Decisão marca um retrocesso em relação a um caso judicial que legalizou o aborto em todo o país há quase 50 anos
O Supremo Tribunal dos Estados Unidos reverteu esta sexta-feira uma decisão sobre o direito ao aborto, que dita uma mudança na lei e deixará de proteger constitucionalmente uma mulher que faça um aborto.
Esta decisão vai dar início a novas regras que limitam ou proíbem o acesso ao procedimento de alguns estados, em alguns deles de forma imediata.
Esta decisão vai contra o decidido em 1973, há quase 50 anos, no caso Roe vs Wade. A votação passou com os votos da maioria de juízes conservadores (seis contra três).
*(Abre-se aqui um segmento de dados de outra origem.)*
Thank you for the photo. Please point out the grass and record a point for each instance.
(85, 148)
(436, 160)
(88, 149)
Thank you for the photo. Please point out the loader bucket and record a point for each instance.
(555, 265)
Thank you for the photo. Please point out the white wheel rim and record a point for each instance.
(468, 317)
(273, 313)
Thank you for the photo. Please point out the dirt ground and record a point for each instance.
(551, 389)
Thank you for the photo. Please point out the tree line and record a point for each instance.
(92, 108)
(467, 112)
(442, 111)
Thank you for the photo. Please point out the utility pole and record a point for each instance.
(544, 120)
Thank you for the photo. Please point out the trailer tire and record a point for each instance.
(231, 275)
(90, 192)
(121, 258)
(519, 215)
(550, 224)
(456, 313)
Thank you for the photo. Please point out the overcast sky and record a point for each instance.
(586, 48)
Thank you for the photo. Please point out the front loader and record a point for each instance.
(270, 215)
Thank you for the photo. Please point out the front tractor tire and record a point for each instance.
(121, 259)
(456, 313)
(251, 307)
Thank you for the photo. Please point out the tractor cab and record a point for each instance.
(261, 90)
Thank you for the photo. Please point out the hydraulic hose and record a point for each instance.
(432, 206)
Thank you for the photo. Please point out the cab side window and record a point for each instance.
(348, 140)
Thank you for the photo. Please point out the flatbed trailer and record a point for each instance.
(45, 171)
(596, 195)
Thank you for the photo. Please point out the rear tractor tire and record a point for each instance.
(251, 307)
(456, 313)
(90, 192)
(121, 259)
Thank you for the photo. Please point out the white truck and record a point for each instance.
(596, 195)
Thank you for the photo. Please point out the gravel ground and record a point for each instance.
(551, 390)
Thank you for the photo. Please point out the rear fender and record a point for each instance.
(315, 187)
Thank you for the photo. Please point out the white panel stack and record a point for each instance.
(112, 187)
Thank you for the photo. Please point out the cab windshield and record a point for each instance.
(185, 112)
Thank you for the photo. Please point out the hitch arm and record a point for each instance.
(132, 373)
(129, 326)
O caso Jane vs Roe surgiu depois de uma mulher que engravidou na sequência de uma violação ter vencido um caso num tribunal do condado de Dallas, no estado do Texas. A mulher, Norma McCorvey, venceu contra o representante do estado, Henry Wade, que se opunha à legalização do aborto. A decisão acabou por reconhecer o direito ao aborto em todo o país, ao abrigo da 14.ª Emenda Constitucional.
A decisão é o culminar de vários anos de esforços dos grupos anti-aborto, sendo que esta decisão acabou por ganhar força com a nomeação de três juízes por parte do anterior presidente, Donald Trump. É que os nove juízes do Supremo Tribunal têm cargo vitalício, o que acabou por dar uma maioria conservadora na mais alta instância dos Estados Unidos.
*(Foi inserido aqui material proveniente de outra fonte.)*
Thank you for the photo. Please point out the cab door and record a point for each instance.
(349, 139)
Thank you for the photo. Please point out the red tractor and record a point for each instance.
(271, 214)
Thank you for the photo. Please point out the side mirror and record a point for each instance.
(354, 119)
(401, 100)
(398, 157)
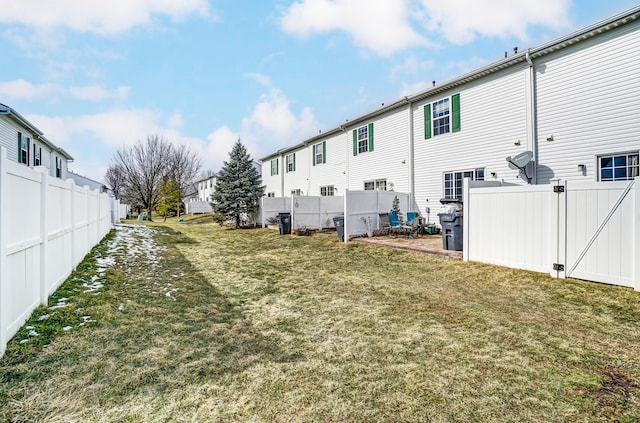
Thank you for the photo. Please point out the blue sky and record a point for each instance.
(95, 76)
Na prática, e a partir de agora, caberá a cada estado decidir se vai ou não proibir o aborto, o que deve acontecer nos locais mais conservadores, sobretudo no sul do país e no Midwest, onde já existem grandes entraves à realização deste procedimento. Por exemplo, no Texas, já é proibido o aborto assim que a atividade cardíaca é detetada, o que acontece geralmente por volta das seis semanas de gestação, quando, muitas vezes, a mulher ainda não sabe se está grávida.
Ainda antes desta decisão, o Centro para os Direitos Reprodutivos estimava que 24 estados poderiam adotar a proibição: Alabama, Arizona, Arkansas, Georgia, Idaho, Indiana, Kentucky, Louisiana, Michigan, Mississippi, Missouri, Nebraska, Carolina do Norte, Dakota do Norte, Ohio, Oklahoma, Pensilvânia, Carolina do Sul, Dakota do Sul, Tennessee, Texas, Utah, West Virginia e Wisconsin. O Instituto Guttmacher, que promove a investigação em saúde e direitos reprodutivos, diz mesmo que podem ser 26 os estados a avançar com a proibição, numa lista sem a Carolina do Norte e a Pensilvânia, mas com a Florida, o Iowa, o Montana e o Wyoming.
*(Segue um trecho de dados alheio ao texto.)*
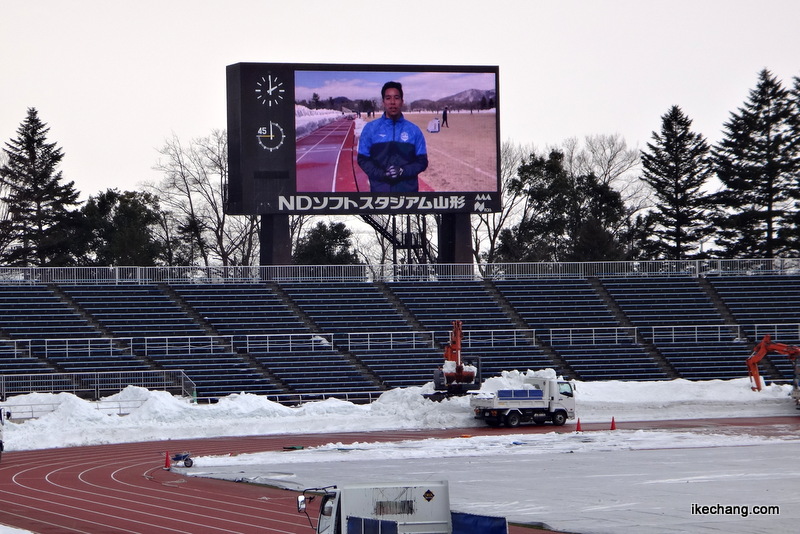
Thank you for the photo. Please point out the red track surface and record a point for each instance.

Na prática, e a julgar pelos dados estatísticos da população dos Estados Unidos, cerca de 80 milhões de mulheres poderão ver proibido o direito ao aborto.
Decisão já esperada
O acórdão aprovado esta sexta-feira surge mais de um mês depois de ter surgido um esboço da opinião do juiz Samuel Alito, que já indicava que o tribunal se preparava para dar um passo neste sentido. Precisamente por esperarem a decisão, ativistas anti e pró-aborto juntaram-se desde manhã em frente ao Supremo Tribunal para se manifestarem. Numa das fotografias do dia são representados os seis juízes conservadores com cartazes pejorativos.
No documento de 98 páginas o juiz conservador Samuel Alito, nomeado pelo presidente George W. Bush, considerava que a decisão no caso Roe vs Wade “é totalmente errada desde o início”. No texto, o magistrado foi mais longe, dizendo que o direito ao aborto “não está protegido por qualquer disposição da Constituição” norte-americana e, por isso, a decisão devia ser revogada. .
“A sua fundamentação foi excecionalmente fraca e a decisão teve consequências danosas. Ao invés de ter trazido um consenso para a questão do aborto, inflamou o debate e aprofundou a divisão. (...) A Constituição não proíbe os cidadãos de cada Estado de regular o aborto. A decisão Roe vs. Wade arrogou essa autoridade. Agora, nós anulamos essa decisão e devolvemos essa autoridade ao povo e aos seus representantes eleitos”, escreveu Samuel Alito.
A reversão do caso Roe vs Wade marca a segunda decisão em dois dias favorável a uma maioria conservadora, depois de os mesmos seis juízes terem decidido que transportar armas em público é um direito fundamental dos norte-americanos.